When developing the architecture of such hubs, it is vital to consider how to safely transfer data across varying platforms; including the cyber sphere. The question is, how can we ensure data will be protected across such a heterogeneous environment?
Then, we need to think about testing connectivity. If data needs to be validated alongside certain security rules, there needs to be some sort of capability to validate such data. However, testers should not have access or visibility into the actual data
itself if it is classified as sensitive or confidential.

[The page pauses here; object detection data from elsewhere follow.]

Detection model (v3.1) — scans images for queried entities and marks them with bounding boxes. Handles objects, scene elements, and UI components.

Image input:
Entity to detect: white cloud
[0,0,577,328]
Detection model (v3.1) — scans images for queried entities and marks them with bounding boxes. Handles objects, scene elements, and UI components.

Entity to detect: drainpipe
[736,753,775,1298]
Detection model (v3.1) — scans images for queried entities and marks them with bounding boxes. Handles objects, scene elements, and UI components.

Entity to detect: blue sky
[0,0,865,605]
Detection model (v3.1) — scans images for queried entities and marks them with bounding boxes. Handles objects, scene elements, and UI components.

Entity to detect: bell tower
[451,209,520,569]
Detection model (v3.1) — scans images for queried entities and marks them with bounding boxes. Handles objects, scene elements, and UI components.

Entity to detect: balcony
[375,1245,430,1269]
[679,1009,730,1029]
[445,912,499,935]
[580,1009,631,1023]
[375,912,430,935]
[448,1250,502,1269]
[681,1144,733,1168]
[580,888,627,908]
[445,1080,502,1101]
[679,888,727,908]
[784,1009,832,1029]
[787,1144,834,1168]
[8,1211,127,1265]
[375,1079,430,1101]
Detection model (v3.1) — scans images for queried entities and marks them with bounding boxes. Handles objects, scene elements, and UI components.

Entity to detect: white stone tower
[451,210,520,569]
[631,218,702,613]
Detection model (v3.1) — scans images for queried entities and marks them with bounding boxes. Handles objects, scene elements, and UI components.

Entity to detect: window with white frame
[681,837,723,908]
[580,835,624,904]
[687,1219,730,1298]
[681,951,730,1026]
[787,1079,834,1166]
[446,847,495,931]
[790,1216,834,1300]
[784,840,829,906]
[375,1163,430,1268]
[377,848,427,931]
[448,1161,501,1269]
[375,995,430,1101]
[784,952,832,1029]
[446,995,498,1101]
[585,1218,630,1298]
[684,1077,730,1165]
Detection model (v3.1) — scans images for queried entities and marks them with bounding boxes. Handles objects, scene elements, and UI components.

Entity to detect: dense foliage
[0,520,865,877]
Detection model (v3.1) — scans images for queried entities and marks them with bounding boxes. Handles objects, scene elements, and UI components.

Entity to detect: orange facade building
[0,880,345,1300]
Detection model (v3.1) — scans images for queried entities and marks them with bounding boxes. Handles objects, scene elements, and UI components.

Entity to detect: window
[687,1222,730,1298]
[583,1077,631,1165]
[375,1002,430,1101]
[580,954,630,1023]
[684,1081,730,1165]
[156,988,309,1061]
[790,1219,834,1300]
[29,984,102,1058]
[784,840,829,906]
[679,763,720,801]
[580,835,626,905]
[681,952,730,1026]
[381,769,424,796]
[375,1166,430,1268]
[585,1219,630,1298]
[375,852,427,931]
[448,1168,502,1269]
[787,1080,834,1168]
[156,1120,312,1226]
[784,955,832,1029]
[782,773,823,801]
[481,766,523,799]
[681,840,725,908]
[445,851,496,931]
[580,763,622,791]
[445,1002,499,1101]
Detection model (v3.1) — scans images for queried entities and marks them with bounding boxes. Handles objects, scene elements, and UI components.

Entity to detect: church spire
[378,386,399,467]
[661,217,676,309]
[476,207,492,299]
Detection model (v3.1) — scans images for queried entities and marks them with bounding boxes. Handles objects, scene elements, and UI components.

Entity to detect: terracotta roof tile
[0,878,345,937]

With such data hubs, the rules are difficult to enforce if data is being requested from one country and received in another. The risk of human error and potential data leakage increases exponentially.
Rather than reading about a breach in the headlines, it is paramount that preventative measures are put in place. This means that time, and budget has to be invested from the infancy of the project.
There are technologies that exist in the market which are easy to implement, and designed to prevent this very type of exposure. This technology is called data masking, which deploys the tactics of data obfuscation, encryption and tokenisation.
This is why it's important to obtain a solid data privacy model, implementing persistent and dynamic data masking options which can be easily and quickly deployed, without the need to develop code or modify the source or target application.
So, when developing your reference architecture for a data integration hub, be sure to use robust data governance policies - don’t wait for the headlines to include your company and someone’s personal data.